A decision with far wider consequences than any taken by those (sometimes literally) screaming for his head.

“And the decision I had to take was, given Saddam’s history, given his use of chemical weapons, given the over 1 million people whose deaths he caused, given 10 years of breaking UN resolutions, could we take the risk of this man reconstituting his weapons programme?

“I believed … that we were right not to run that risk,” added Blair, saying he was convinced even now that Saddam was intent on restarting his WMD programme even though no such weapons have ever been found.

People forget that Iraq was under strict sanctions, no fly zones etc. Yes, it seems now that Saddam’s WMD programs were almost completely defunct.  However that ignores the question of what would happen if the sanctions were lifted. Continueing the sanctions wasn’t an option either, since Saddam was using them to starve the population to gain PR points. Sooner or later something had to be done.
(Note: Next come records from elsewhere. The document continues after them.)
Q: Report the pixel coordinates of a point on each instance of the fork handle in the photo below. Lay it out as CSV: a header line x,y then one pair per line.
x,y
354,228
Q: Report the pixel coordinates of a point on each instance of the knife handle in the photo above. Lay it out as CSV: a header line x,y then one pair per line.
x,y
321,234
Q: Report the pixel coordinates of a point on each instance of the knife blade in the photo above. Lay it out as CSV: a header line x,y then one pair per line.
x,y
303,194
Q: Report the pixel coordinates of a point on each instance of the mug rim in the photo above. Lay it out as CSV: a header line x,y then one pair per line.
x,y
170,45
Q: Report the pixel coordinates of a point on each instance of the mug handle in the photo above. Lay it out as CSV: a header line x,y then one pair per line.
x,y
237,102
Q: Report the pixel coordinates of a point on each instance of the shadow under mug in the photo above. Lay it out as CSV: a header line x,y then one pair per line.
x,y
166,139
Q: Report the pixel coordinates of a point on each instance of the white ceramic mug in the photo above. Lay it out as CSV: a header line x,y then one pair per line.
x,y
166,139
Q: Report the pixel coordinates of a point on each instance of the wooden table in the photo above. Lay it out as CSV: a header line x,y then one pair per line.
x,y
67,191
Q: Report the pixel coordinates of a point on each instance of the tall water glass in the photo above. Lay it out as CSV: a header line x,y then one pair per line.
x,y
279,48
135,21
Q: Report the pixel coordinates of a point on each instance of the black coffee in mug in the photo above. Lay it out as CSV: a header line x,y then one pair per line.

No evidence has emerged to link Iraq with 9/11, but Blair said the attacks on the United States had changed the “calculus of risk.”

“Up to September 11, we thought he (Saddam) was a risk but we thought it was worth trying to contain it,” Blair said.
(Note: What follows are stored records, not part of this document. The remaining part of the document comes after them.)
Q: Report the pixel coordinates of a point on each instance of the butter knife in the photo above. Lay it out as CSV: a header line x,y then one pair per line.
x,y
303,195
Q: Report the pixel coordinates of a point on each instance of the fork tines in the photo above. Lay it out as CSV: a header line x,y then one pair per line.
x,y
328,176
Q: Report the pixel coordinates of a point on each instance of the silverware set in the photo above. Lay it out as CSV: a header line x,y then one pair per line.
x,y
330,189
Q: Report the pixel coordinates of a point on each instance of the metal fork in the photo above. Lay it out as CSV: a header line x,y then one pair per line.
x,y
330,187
“The point about this act in New York was that had they been able to kill even more people than those 3000, they would have. And so after that time, my view was you could not take risks with this issue at all.”


The al Qaeda strikes against US cities had transformed the global security picture, raising the risk that militants could kill even more people if weapons of mass destruction (WMD) from a rogue state were to fall into their hands, Blair said on Friday (Saturday morning NZ time).

Blair would have been much more worried about facing another sort of inquiry as he made that decision. I’m sure he’s a lot more comfortable facing this one, than one discussing why Saddam was allowed to re-arm and attack the west.